If you think this is the end of the story, it isn't.  She came back and told me she didn't get enough blood and had to use the other arm.  I believe this is when I passed out. Luckily she did this one in the elbow crook and it was painless. 

They must do everything in twos because they needed me to get up two times to pee in the little vial, and when I was wheeled to radiation for my x-rays, the 13-year old man/child needed to do produce two x-rays as well.

All in all, the service was quicker and better than anything I have experienced, anywhere in Canada.  The hospital was clean, orderly and very high-tech. I just think they need to brush up on their blood collecting skills.

I noticed signs all over for botox and lypo. I hope that is the next thing I do at Raffles Hospital because they are getting no more blood from me.


  1. Having the best international airport, the best airline, and the busiest port in the world are just the start of Singapore's world-class standards and achievements.

    Clinical services in Singapore emphasise excellence, safety and trustworthiness, with internationally-accredited facilities and renowned physicians trained in the best centres in the world.

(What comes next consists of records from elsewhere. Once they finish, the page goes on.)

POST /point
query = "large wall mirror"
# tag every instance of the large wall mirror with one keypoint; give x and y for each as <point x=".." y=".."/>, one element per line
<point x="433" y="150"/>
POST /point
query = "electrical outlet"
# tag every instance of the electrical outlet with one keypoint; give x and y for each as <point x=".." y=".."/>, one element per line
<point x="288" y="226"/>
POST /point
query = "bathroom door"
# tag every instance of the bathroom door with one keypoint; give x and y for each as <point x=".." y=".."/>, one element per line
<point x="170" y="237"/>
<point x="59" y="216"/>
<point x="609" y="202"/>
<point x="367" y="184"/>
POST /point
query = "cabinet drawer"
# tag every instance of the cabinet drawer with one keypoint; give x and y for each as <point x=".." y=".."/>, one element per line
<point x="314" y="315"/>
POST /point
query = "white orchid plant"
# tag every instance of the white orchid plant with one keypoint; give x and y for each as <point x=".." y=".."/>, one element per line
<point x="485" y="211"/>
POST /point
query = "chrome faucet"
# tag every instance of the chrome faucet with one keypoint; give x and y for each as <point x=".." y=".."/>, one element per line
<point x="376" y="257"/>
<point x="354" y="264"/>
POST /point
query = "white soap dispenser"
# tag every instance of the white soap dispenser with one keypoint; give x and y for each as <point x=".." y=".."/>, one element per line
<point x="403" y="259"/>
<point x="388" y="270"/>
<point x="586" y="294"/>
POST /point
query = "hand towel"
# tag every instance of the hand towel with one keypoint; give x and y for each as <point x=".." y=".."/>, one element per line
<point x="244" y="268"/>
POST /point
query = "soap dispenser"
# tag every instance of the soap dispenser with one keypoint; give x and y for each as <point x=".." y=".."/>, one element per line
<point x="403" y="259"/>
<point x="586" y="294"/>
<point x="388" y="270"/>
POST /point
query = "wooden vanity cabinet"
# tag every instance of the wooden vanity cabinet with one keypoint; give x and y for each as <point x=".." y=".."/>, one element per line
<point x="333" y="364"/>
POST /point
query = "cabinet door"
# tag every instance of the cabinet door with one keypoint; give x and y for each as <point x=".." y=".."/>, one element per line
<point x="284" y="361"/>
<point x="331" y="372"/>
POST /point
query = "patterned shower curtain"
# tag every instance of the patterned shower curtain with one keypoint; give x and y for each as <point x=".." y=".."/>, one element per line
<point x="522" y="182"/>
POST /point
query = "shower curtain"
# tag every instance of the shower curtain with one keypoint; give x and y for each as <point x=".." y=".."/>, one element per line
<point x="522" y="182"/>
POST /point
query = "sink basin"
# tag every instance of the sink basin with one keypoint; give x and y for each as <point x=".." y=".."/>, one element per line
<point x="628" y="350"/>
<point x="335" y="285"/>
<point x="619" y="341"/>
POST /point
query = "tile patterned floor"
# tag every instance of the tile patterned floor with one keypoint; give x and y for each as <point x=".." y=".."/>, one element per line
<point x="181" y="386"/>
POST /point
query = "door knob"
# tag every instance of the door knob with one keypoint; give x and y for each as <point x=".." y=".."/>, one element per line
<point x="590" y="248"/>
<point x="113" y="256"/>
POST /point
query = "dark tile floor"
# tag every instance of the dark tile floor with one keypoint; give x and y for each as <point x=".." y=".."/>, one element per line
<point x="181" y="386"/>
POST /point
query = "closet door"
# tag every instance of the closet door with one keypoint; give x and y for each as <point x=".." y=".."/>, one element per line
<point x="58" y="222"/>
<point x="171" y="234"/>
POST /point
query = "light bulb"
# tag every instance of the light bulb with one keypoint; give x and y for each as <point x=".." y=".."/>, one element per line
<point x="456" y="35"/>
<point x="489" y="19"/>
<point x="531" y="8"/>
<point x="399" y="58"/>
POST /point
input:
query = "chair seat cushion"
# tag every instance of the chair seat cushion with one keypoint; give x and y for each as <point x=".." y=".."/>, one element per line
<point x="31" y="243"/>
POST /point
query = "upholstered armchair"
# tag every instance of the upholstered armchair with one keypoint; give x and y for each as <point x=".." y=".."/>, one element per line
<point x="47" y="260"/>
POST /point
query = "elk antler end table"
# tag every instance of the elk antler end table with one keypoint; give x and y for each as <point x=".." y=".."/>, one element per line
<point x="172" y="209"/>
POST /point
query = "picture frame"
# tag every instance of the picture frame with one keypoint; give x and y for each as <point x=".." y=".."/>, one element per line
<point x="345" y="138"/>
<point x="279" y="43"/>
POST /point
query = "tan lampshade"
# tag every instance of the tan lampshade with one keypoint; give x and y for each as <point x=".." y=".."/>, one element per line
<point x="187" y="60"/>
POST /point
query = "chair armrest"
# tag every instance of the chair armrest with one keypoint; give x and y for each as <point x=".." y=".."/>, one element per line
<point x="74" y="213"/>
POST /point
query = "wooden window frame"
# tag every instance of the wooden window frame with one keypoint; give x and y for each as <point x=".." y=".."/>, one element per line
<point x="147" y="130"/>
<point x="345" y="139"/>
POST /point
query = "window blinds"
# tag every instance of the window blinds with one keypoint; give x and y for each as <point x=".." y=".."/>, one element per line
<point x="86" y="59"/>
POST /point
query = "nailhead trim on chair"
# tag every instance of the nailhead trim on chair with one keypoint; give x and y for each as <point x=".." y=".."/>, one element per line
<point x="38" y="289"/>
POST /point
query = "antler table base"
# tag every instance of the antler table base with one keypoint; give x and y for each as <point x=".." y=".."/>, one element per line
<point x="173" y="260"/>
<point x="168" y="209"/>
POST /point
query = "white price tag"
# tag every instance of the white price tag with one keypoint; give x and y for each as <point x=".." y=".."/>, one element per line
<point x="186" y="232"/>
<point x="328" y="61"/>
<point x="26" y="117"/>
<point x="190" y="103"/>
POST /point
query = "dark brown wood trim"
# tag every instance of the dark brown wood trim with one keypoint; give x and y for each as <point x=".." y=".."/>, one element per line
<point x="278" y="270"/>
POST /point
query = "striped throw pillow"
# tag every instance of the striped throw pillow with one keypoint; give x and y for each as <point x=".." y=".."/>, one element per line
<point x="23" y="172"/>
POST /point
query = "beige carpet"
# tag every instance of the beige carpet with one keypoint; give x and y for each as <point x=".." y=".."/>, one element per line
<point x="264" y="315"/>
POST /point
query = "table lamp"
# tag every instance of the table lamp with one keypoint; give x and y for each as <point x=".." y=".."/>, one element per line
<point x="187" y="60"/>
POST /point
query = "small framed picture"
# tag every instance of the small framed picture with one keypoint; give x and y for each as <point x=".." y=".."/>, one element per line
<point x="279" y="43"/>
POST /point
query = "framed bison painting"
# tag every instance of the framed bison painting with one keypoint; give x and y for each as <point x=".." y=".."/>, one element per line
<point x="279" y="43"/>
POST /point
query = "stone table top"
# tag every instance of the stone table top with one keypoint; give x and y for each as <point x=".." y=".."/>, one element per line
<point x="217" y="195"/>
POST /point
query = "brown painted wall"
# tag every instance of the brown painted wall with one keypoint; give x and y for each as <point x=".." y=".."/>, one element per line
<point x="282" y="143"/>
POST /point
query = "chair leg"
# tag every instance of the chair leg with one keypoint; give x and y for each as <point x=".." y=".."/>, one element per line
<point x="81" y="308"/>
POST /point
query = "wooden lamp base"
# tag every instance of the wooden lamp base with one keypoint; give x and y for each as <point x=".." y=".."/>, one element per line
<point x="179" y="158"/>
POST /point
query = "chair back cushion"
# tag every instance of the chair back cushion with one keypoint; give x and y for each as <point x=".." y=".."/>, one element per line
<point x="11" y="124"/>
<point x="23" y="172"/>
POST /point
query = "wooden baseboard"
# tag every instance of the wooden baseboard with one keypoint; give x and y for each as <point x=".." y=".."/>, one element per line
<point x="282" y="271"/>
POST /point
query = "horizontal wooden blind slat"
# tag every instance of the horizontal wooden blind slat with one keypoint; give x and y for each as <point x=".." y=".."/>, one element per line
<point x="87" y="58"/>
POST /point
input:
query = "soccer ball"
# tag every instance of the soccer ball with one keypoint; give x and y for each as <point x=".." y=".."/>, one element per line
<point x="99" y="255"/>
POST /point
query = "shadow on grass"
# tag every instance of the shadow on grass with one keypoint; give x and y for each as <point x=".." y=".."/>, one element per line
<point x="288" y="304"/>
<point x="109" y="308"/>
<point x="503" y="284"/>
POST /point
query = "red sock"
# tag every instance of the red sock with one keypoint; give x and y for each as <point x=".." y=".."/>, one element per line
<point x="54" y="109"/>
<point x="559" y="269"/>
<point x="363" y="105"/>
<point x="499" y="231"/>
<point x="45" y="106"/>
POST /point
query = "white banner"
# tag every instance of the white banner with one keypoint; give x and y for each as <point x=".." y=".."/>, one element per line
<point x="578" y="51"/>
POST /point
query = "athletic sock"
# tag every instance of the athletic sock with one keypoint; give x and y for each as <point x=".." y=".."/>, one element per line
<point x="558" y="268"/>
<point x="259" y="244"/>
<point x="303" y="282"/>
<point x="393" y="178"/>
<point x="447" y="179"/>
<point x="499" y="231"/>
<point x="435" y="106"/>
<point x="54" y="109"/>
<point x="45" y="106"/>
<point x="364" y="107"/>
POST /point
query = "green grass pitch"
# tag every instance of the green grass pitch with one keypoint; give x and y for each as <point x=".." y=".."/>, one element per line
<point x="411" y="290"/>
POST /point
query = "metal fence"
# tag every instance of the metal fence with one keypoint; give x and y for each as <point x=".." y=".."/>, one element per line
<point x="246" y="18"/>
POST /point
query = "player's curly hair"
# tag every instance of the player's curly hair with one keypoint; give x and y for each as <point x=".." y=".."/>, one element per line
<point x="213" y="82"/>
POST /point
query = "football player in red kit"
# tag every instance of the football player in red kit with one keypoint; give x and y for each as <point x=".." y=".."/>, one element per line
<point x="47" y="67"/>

Singapore's healthcare system was ranked as the sixth best in the world and the best in Asia by the World Health Organization in 2000.

    Canada is not even close; According to the World Health Organization, Canada ranks 30th in the world, with the US ranking 38th.

  2. dont come back with botox or lypo please!

  3. Note from Jacquie - I got food poisoning in Thailand (who doesn't?) and then had a fantastic experience a the hospital. I am not sure if it was because I was a VIP from the movie Bruce was filming at the time. It was a spanking new hospital with very high tech tracking of patients throughout the various departments. No nasty blood taking, thank G. Love your blog. Stoked you are writing one. Keep it up.